Does HBO’s “Silicon Valley” Suffer From the Same Gender Biases as the Real Life Silicon Valley?


“Silicon Valley” dipped its toes into the waters of sexism in tech with its episode “The Lady.” The episode is named both for the female engineer hired by Pied Piper as well as the app funded by their new investor that is essentially a disembodied female voice that handles disciplining his child so that he never has to be the bad guy (or as he puts it “I’ve disrupted fatherhood”). Tongue in cheek inventions like “The Lady” indicate that “Silicon Valley” the show, unlike Silicon Valley the place, seems to be pretty self-aware when it comes to gender bias. Sophomoric gags happen, but are also made fun of including one character’s app idea called “Nip Alert” which is as gross as it sounds. But by the end of the first episode the app’s creator admits that it was a terrible and sexist idea and abandons the project. As for “The Lady,” it is clear that Judge and company are satirizing the misogyny of men in Silicon Valley for their attempts to stereotype women as nags and bores even in the virtual realm.

It’s clear that the tech world has a woman problem. This should not come as shocking news to anyone who follows the tech community. Earlier this year, a study released by Fenwick and West found that women held only 11% of executive positions at Silicon Valley public companies. This issue is not just at the top; last year Google reported that only 17% of its engineers were women. In 2014, Pinterest engineer Tracy Chou called for data from tech companies about the gender make-up of their staffs. So far the list shows dismal numbers including 9% female engineers at Mozilla, 13% at Airbnb and Etsy, and 17% at Chou’s own Pinterest.
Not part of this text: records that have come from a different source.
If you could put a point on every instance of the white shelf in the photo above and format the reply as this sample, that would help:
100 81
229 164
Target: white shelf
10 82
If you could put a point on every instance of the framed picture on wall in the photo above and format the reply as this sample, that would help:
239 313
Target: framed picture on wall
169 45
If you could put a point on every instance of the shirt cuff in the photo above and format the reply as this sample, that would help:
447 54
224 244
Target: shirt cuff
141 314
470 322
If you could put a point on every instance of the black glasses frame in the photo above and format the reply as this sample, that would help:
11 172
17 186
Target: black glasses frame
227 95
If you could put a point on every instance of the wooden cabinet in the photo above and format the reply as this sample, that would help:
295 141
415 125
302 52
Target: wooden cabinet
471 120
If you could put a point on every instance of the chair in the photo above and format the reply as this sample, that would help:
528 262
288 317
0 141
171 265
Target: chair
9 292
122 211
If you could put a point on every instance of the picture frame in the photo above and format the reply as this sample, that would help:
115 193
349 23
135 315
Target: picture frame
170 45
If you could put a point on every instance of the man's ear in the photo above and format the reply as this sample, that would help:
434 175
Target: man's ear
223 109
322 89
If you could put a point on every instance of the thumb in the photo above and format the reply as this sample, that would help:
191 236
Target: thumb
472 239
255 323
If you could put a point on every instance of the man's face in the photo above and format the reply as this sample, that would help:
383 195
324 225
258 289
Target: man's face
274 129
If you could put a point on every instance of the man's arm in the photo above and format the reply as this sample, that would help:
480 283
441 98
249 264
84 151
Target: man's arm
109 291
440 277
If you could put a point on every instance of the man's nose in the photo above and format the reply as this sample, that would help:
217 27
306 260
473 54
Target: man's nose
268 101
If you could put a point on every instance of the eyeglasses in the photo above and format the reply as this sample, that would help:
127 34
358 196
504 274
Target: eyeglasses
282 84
Several companies have no female engineers, period.

Given all of this, it’s unsurprising that HBO’s “Silicon Valley” has so far boasted only two female characters of note. First there’s Monica, the sensible girl to the eccentric billionaire investor Peter Gregory, who swoops in and out to help the Pied Piper team, but whose own motivations and aspirations remain frustratingly opaque. Following the death of actor Christopher Evan Welch who played Gregory, the show brought in Suzane Cryer as Laurie Bream, the new head of Gregory’s venture capital firm. Bream has much of Gregory’s social awkwardness, but so far none of his same brilliance (see the sesame seed epiphany). She gets swept up in the company’s runaway valuation and then drops them over their impending lawsuit leaving them scrambling for investors. So, do these underdeveloped characters in a show that already lacks women indicate that the show is a little too much like its namesake?

This episode also had something insightful and funny to say about the lack of women in tech. The linguistic gymnastics that Jared goes through to explain their interest in hiring women for the company captures the fraught nature of acknowledging gender bias while also asserting that hiring is a meritocracy. In his words, “we want to hire the best people… who happen to be women regardless of whether or not they are women, that part is irrelevant.” When they do hire a female engineer she asserts herself against her coworkers by insinuating that she makes more than they do in order to drive them to jealousy. She’s smart and funny and can mount a mean prank. While one more female character does not drastically change the heavily male landscape of the show, this new character combined with the show’s satirical take on the tech industry makes it a subversive critique rather than parroting the misogyny of the real Silicon Valley.